“As with language, so with life: less is often more. The quality of life is marked by what you can do without and still do well. The best things in life aren’t things. Simplify. Thoreau subscribed to this line of thinking. So did Buddha, Lao-tzu, and Jesus.” ~Robert Fulghum, All I Really Need to Know I Learned in Kindergarten

Reevaluating Our Lives

It’s hard not to worry about every single aspect of your life after divorce. If the divorce has left you in a place of real financial hardship, things can feel especially worrisome. When your standard of living drops suddenly and dramatically, it can be very difficult to give up things you have become accustomed to.

The upside of losing everything is that it is an opportunity for us to completely reevaluate our understanding of life and refine our thinking.

Financial hardships can serve as a gateway to becoming better, more grounded, more real and more content people.
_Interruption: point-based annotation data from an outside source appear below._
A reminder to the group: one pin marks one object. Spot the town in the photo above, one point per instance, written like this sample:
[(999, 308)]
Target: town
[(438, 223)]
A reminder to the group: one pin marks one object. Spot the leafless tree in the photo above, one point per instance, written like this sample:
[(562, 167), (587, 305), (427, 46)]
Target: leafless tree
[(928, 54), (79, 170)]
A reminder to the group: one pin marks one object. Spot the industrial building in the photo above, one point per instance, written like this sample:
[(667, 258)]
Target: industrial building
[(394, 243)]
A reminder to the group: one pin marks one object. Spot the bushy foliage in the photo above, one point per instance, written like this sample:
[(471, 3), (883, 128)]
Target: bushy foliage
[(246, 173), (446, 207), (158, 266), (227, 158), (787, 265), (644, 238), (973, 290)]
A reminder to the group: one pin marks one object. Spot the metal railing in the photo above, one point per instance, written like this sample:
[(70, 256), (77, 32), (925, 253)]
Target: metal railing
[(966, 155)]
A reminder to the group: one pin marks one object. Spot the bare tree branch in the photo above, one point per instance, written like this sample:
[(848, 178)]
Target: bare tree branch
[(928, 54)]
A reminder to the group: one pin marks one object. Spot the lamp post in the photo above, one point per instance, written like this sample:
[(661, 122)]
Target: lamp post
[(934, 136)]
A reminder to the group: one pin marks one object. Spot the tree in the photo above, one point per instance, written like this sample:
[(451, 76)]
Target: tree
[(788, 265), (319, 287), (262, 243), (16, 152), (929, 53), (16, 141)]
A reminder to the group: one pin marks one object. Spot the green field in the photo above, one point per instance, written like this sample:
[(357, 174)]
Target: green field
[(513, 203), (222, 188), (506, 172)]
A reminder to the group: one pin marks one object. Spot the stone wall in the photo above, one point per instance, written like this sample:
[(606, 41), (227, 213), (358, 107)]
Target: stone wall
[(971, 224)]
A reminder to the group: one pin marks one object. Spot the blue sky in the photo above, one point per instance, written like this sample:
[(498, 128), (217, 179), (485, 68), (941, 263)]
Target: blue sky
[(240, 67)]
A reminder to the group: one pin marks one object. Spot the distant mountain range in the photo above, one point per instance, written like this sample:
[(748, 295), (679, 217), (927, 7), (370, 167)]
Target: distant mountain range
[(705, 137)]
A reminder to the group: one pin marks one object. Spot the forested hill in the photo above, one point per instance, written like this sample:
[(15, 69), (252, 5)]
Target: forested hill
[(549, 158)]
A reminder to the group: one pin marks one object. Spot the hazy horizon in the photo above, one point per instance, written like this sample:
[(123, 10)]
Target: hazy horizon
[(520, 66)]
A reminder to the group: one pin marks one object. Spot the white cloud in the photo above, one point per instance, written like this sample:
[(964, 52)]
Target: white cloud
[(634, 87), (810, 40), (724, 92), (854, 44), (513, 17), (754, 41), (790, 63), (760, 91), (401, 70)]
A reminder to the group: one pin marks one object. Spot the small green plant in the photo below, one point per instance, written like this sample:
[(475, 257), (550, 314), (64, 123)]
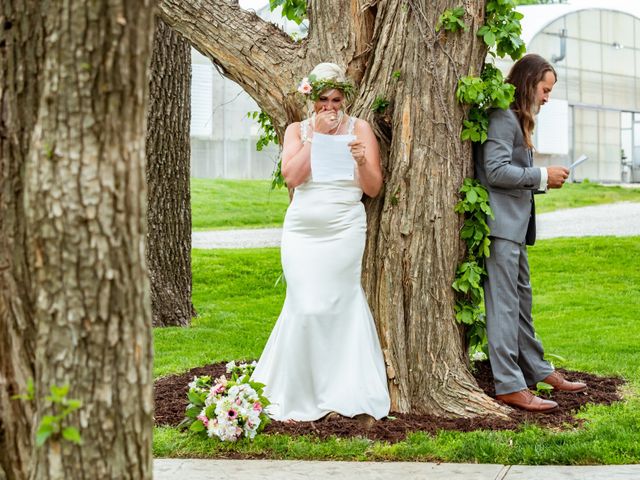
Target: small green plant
[(53, 425), (474, 205), (482, 93), (277, 180), (543, 389), (379, 105), (268, 133), (451, 20), (502, 29), (295, 10)]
Those things we’ve grown accustomed to never brought us real security. We might have thought they did, but they didn’t and they never can.
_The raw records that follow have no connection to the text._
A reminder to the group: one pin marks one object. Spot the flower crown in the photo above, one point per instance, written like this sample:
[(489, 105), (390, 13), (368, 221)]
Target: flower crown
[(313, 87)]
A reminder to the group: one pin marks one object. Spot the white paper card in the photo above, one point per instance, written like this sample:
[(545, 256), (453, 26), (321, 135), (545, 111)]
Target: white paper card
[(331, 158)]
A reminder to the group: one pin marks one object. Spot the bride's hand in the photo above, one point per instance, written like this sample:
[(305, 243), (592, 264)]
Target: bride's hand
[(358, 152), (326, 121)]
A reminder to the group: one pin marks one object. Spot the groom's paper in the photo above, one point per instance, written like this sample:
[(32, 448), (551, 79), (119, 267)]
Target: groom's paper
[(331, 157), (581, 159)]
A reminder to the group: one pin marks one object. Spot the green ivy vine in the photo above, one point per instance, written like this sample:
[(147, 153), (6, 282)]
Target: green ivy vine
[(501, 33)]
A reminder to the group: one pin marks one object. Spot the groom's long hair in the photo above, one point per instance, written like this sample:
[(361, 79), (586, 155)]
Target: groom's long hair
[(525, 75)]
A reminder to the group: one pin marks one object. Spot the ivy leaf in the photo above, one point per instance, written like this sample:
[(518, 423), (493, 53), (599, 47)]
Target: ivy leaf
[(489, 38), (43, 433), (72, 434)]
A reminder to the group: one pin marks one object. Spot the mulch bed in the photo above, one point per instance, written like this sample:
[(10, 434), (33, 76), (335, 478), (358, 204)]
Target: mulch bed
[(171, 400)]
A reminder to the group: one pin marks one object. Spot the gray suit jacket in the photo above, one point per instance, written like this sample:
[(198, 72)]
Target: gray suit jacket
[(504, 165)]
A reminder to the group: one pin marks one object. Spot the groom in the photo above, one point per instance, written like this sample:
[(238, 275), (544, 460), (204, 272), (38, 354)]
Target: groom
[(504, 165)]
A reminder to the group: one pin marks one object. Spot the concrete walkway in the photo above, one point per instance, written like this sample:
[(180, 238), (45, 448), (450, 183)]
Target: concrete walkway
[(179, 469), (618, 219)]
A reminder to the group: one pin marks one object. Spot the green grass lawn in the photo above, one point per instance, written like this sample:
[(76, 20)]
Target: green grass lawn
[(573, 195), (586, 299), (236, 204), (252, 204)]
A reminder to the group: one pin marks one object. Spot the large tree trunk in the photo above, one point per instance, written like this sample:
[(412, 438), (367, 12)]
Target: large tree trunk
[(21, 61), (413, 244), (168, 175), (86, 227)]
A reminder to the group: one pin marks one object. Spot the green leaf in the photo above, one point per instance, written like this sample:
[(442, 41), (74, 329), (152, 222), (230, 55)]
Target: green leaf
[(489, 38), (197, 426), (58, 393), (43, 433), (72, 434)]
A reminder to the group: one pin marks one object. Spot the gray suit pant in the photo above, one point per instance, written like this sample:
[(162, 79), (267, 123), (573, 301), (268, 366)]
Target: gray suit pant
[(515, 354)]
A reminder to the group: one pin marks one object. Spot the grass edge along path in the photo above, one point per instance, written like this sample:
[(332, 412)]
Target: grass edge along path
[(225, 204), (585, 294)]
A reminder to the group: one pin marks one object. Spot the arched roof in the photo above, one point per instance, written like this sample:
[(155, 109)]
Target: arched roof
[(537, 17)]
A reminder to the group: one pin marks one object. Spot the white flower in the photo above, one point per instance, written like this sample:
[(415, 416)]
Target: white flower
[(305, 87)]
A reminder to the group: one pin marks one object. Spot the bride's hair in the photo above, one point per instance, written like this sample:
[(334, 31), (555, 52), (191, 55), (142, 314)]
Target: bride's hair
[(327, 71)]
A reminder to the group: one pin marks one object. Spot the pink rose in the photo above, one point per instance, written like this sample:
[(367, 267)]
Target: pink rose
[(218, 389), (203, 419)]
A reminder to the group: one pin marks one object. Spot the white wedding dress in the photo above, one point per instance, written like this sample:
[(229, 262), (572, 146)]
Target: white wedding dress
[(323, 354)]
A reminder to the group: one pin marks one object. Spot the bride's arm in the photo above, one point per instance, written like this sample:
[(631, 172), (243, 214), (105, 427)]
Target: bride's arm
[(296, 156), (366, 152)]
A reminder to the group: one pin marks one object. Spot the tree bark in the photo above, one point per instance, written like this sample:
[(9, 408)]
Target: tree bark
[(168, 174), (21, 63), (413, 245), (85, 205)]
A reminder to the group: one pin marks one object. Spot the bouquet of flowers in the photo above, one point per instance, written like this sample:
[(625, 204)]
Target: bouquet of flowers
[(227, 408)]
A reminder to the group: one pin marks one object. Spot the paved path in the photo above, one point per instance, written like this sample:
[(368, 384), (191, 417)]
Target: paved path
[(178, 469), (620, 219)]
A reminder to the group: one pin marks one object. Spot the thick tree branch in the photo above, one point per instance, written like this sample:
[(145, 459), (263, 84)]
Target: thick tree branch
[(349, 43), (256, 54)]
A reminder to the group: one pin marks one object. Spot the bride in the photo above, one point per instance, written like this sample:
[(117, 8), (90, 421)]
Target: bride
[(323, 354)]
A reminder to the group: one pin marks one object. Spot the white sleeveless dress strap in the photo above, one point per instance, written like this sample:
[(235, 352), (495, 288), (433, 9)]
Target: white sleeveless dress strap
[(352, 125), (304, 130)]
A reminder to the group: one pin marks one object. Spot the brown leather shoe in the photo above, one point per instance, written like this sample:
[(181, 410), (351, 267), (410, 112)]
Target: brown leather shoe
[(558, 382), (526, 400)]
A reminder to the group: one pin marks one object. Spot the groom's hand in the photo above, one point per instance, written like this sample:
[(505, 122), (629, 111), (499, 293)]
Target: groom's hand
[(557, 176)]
Our divorce and change in financial circumstances may teach us life lessons far more valuable than the false sense of comfort we got from the superficial stuff we once possessed.

Real Security

This world is never secure. Things can be taken away in a fire; we can lose them in a tornado. We can lose our house, our haute couture. Stuff is just stuff.

But if we learn what is really important, what is really lasting, what is truly unshakable, it allows us to never be afraid of external situations again.